Mark Webber, Red Bull, 5th
The old stager kept it on the island, but just had too much to do after a poor grid slot compromised his race. At least the Red Bull strategist managed to get him past Kovalainen and Rosberg in one neat move. That went part of the way to making amends for Vettel starting the race with his petrol tank already on reserve.
Fernando Alonso, Renault, 7th
What's that coming over the hill is it a...Sutil? Alonso did the most fabulous automotive double take when he came out from his pit-stop, suddenly realising there was a Force India on track next to him and jerking sideways. Otherwise a very quiet race.
Sebastian Vettel. Red Bull, DNF
Vettel looked destined to finish behind Alonso or worse from the moment the fuel levels were revealed on Saturday afternoon. With the Red Bull scheduled to stop five laps before anyone else it was an odd strategy choice. In the end he didn't last more than 10 laps anyway before he had to get some new Bridgestones. His slide into the barriers of Sainte Devote was very uncharacteristic.
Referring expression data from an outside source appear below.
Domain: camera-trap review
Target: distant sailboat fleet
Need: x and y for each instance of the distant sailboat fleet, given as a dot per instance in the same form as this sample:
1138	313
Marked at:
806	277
One to be chalked down to experience
Lewis Hamilton, McLaren, 12th
McLaren looked like they were just testing bits on the car today. It was almost like a day off for Lewis. He tried very hard to end Nick Heidfeld's run of consecutive finishes but even that didn't come off.
Sebastien Buemi, DNF
That's two races in a row where Buemi has been involved in a collision. This time it was a GP2 kind of accident, ramming Nelson Piquet Junior (who could well have picked up a point) into the Sainte Devote run-off. Again, it was a great surprise that the stewards didn't investigate it as an avoidable accident. Are the rules there only to be applied to key figures in the sport at key moments or what?
Safety Car Fans
For Berndt Maylander's army of fans (if you can call several people an army) it was a poor race. Several crumped cars but nothing substantial enough to bring out the Safety Car. Normally they'd just shrug their shoulders and say, "Well, there's always the SC feast of Canada". But of course there isn't this year.
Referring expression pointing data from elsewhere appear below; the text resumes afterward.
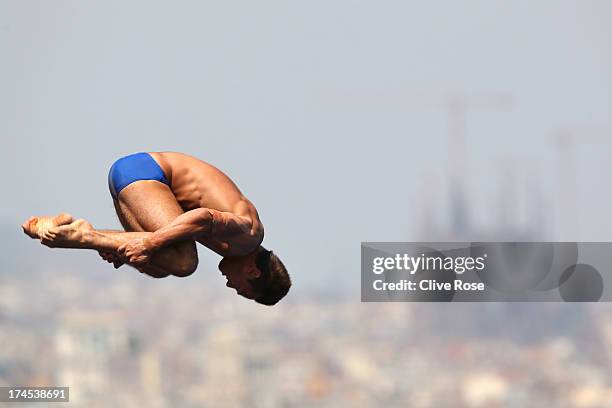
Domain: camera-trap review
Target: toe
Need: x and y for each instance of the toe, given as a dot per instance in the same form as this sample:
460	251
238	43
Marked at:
63	218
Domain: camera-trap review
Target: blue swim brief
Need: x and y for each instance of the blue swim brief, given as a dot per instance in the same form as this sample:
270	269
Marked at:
135	167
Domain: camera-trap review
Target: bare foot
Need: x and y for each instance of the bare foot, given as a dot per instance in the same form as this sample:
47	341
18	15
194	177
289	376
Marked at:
35	227
66	236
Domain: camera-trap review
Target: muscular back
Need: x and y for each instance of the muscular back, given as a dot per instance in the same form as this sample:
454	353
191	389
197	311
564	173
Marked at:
197	184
I've yet to meet someone who likes the Eddie Jordan and David Coulthard punditry combination and it was more of the same this weekend. The backslapping, cliquey-ness of the old days of F1 should be turned down from Level 9 to Level 2. That's not my view, that's the views of casual F1 fans I meet. We didn't get that with Rider and Blunders at ITV, though it would have been interesting to hear Mark talk and walk at the same time... Steve.
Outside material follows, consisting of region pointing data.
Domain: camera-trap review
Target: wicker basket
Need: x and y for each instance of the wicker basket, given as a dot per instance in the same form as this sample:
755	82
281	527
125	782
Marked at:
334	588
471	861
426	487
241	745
The combination of DC and Mike Gascoyne was a lot more serious and Gascoyne gave a far greater insight into the cars. It seems like a no-brainer to replace EJ with the Rottweiler
Similarly, Crofty's Red Button practice sessions with Anthony Davidson are a joy to behold. Radio 5 Live commentator David Croft is so much better than Jonathan Legard who is increasingly fixated with the word "tidy", as in: "That's a tidy lap from Massa." Jenson Button had a tidy lead at one stage, in fact anything that was slightly above average became "tidy". Try spotting them. It takes your mind away from the tedium.